I formulated this truism years ago: Anyone who says "I'm not a racist, but..." invariably follows it up with a
racist statement. Australian anti-foreigner politician Pauline Hanson and those who claim she is not a racist
must take the test by completing the sentence: "I am not a racist, I just don't want to share my continent with
blacks and Asians."
Since I know you're curious, yes the water did swirl down the drain in a counter-clockwise motion, four trials out
of five. Although, I could force it to go the opposite way with my hands. Obviously this is not definitive and calls
for more experimentation, but there were people waiting in line for the shower, and I don't think they would have
approved my research! My final observation about the Australian people is that bad spelling is endemic, even by
US standards. In particular, there seems to be an insistence to use an apostrophe to form the possessive "its"
(as in "a lion and it's cubs" sic), even in professionally printed signs. I also saw many apostrophes in simple
plural nouns, giving us "Our chef's are..." (sic) and "These premise's" (sic). Dan Quayle would feel right at
home. {So would George Bush!--Editor}
On the road leading up to Uluru stands a visitors' centre, offering teasing bits of information on the lifestyle and
legends of the aborigines, but leaving more untold than told. We learn that the rock is for them a monument--
every crack and gully a record of spear wounds and fallen shields, commemorating epic battles between mythic
super heroes of "dreamtime." Even here their private nature is manifested--random photographs are papered
over with the explanation that the individuals photographed are recently deceased, and the community doesn't
wish their likenesses shown. The aborigines are conspicuous for their absence; their communities are off-limits
to visitors, and in the event that we do see any, we are respectfully asked not to photograph them.

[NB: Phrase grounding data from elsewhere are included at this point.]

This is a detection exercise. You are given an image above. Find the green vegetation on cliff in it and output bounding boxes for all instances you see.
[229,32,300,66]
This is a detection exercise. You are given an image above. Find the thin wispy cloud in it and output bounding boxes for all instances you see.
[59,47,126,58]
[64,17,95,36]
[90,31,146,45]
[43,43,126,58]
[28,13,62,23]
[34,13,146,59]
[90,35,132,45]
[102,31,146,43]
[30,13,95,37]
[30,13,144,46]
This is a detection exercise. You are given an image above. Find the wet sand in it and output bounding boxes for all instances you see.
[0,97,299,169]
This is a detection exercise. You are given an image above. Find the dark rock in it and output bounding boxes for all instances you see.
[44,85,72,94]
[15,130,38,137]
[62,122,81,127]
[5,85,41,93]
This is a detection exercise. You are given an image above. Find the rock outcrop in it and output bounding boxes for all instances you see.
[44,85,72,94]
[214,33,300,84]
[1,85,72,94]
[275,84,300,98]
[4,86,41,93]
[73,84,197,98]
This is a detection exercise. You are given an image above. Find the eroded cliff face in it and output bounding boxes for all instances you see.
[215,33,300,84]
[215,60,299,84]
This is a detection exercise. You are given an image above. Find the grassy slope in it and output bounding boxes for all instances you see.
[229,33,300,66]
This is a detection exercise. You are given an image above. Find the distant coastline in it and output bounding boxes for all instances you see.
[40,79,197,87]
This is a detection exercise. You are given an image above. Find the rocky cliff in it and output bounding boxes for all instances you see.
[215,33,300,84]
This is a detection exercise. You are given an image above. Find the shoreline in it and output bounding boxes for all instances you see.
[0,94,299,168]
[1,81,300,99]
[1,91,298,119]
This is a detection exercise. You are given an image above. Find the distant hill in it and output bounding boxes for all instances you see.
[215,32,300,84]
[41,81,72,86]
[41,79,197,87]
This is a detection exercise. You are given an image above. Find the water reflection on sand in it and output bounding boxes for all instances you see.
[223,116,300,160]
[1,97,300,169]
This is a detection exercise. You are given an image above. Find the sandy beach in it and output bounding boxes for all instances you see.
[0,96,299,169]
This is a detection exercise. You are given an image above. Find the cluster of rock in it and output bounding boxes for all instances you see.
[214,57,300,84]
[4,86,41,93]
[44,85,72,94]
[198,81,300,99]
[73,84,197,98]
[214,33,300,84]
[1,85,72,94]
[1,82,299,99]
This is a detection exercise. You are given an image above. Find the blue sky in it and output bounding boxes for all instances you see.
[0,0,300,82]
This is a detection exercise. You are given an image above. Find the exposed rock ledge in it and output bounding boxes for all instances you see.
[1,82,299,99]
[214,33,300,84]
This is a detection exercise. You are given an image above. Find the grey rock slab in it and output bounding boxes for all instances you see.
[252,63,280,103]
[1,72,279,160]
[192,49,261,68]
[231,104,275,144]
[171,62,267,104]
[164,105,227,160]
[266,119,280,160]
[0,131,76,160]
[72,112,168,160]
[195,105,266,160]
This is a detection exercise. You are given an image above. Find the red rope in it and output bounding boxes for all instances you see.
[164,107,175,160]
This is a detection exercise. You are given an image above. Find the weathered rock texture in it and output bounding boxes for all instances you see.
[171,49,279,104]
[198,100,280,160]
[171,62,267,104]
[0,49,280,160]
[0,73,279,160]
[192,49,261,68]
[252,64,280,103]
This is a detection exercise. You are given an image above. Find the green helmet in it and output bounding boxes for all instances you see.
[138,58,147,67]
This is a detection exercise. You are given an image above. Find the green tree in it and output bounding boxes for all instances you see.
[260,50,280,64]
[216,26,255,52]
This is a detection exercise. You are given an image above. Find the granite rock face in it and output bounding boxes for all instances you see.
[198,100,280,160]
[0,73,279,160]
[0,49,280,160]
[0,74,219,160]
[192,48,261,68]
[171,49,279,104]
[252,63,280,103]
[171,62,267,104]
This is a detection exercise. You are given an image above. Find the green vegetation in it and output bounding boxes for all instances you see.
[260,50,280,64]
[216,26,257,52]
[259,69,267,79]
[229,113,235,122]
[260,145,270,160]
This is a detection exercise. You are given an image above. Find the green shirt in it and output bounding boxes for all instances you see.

The bombshell came near the end of the exhibit, in a subtle and tastefully-worded sign; that they, themselves
consider Uluru a sacred place, which they don't climb; that as long as I'm here I might as well take photos and
walk around the perimeter; but that they would very much appreciate it if I decided not to climb it.
I came halfway around the world. I spent a lifetime preparing for this moment. In the end, I decided not to
climb it, and I just walked around the outside instead. They asked me not to climb their rock, and once I got
there, I knew exactly how they felt. If it had been my rock, I wouldn't want anyone climbing on it either.